‘Do you know where Panìco is?’

‘I know the Via di Panìco[2] which leads down to Ponte S. Angelo.’

‘Very well; at the end of Panìco[3] there is a frying-shop,[4] which, many years ago, was kept by an old man with a comely daughter. Both were well known all over the Rione.

‘One day there came an old gentleman, with a wig and tights, and a comical old-fashioned dress altogether, and said to the shopkeeper—

‘“I’ve observed that daughter of yours many days as I have passed by, and should like to make her my wife.”

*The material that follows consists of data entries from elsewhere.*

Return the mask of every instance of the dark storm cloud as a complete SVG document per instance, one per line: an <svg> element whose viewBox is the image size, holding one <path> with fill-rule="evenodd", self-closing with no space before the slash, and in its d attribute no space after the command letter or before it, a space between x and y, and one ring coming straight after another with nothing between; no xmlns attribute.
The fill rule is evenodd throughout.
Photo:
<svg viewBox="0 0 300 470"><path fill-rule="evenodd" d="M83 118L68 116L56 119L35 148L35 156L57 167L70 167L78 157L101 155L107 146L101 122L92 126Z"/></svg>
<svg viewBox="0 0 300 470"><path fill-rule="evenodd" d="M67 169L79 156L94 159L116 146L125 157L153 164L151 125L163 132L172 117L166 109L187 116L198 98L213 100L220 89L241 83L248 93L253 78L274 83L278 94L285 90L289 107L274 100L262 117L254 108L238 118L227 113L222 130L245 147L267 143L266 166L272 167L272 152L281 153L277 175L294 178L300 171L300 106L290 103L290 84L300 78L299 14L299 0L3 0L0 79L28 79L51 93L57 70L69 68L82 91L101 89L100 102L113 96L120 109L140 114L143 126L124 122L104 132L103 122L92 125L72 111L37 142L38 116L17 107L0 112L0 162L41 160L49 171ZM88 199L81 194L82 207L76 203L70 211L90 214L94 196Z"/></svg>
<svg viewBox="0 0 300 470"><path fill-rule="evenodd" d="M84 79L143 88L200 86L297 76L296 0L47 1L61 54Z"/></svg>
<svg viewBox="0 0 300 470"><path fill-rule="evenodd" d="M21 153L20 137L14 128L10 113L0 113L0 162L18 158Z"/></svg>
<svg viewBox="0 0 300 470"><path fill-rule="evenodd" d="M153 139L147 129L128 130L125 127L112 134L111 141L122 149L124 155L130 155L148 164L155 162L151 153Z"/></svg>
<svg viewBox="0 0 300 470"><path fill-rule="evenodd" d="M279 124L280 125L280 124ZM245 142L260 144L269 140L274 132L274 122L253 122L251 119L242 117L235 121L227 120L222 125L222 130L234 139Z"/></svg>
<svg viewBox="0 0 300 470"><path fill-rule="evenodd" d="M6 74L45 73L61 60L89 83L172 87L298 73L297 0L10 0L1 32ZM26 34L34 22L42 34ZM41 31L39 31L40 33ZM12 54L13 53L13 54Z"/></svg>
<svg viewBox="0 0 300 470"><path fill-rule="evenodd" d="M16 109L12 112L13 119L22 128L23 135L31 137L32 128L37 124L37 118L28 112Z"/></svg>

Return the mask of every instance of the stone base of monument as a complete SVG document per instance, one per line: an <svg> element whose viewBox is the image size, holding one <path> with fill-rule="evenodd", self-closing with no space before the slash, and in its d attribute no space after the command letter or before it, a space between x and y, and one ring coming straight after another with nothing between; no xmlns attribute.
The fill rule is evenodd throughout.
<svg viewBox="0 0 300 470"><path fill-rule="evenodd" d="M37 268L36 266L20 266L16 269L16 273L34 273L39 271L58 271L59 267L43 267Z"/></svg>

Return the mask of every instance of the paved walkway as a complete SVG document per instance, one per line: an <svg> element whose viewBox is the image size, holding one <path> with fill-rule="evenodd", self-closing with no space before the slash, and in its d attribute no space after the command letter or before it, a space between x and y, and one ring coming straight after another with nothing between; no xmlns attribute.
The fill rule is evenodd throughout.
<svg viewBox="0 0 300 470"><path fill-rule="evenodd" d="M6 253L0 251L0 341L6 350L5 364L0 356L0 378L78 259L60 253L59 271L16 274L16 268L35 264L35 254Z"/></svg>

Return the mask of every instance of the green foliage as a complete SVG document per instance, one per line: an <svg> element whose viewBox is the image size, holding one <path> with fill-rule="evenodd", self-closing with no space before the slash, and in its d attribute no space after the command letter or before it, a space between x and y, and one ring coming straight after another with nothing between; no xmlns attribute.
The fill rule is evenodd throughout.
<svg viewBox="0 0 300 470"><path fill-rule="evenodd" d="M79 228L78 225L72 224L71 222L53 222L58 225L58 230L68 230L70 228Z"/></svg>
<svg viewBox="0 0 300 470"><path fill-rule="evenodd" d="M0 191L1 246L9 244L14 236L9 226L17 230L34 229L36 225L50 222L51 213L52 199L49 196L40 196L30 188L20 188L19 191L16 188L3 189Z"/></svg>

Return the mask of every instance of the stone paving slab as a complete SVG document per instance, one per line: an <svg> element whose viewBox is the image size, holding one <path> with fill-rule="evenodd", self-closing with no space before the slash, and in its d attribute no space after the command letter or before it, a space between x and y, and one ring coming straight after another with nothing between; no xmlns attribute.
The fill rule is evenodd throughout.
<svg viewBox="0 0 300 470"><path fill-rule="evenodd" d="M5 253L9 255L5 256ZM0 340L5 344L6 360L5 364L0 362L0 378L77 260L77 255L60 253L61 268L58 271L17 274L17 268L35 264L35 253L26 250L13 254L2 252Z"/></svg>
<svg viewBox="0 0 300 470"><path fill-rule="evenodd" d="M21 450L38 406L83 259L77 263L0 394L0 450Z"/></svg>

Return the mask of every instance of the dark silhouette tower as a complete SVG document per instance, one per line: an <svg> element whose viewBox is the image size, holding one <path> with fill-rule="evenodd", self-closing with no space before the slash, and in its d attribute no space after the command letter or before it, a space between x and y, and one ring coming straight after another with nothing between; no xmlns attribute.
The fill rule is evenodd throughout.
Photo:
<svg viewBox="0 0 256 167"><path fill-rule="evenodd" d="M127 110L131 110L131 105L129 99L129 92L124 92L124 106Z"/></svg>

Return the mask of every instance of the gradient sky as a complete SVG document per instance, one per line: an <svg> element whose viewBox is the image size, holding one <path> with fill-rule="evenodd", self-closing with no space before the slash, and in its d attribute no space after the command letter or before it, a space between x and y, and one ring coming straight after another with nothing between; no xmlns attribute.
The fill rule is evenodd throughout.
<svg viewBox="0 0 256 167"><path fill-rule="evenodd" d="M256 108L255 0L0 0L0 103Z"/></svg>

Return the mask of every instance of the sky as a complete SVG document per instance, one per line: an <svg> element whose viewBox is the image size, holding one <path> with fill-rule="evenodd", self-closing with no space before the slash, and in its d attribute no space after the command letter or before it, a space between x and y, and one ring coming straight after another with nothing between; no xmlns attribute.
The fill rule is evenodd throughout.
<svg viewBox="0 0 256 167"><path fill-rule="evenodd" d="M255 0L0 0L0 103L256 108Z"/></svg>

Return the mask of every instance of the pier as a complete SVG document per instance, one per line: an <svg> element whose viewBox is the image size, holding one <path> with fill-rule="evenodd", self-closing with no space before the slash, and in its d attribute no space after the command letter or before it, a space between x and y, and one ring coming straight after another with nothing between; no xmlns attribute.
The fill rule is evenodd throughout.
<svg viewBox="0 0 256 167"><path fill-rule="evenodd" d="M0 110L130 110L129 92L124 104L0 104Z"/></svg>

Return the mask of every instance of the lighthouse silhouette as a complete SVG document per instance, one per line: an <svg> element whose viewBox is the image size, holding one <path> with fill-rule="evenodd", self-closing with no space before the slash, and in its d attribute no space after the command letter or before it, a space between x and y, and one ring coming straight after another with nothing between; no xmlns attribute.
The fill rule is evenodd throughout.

‘“It’s a great honour for me, Sor Cassandro, that you should talk of such a thing,” answered the old man; and he said “Sor Cassandro” like that because everybody knew old Sor Cassandro with his wig, and his gold-knobbed stick, and his tights, and his old-fashioned gait. “But,” he added, as a knowing way of getting out of it, “you see it wouldn’t do for a friggitora to marry a gentleman; a friggitora must marry a friggitore.”

‘“I don’t know that that need be a bar,” replied Sor Cassandro.

‘“You don’t understand me, Sor Cassandro,” pursued the man.

‘“Yes, I understand perfectly,” answered the other. “You mean that if she must marry a friggitore, I must become a friggitore.”

‘“You a friggitore, Sor Cassandro! That would never do. How could you so demean yourself?”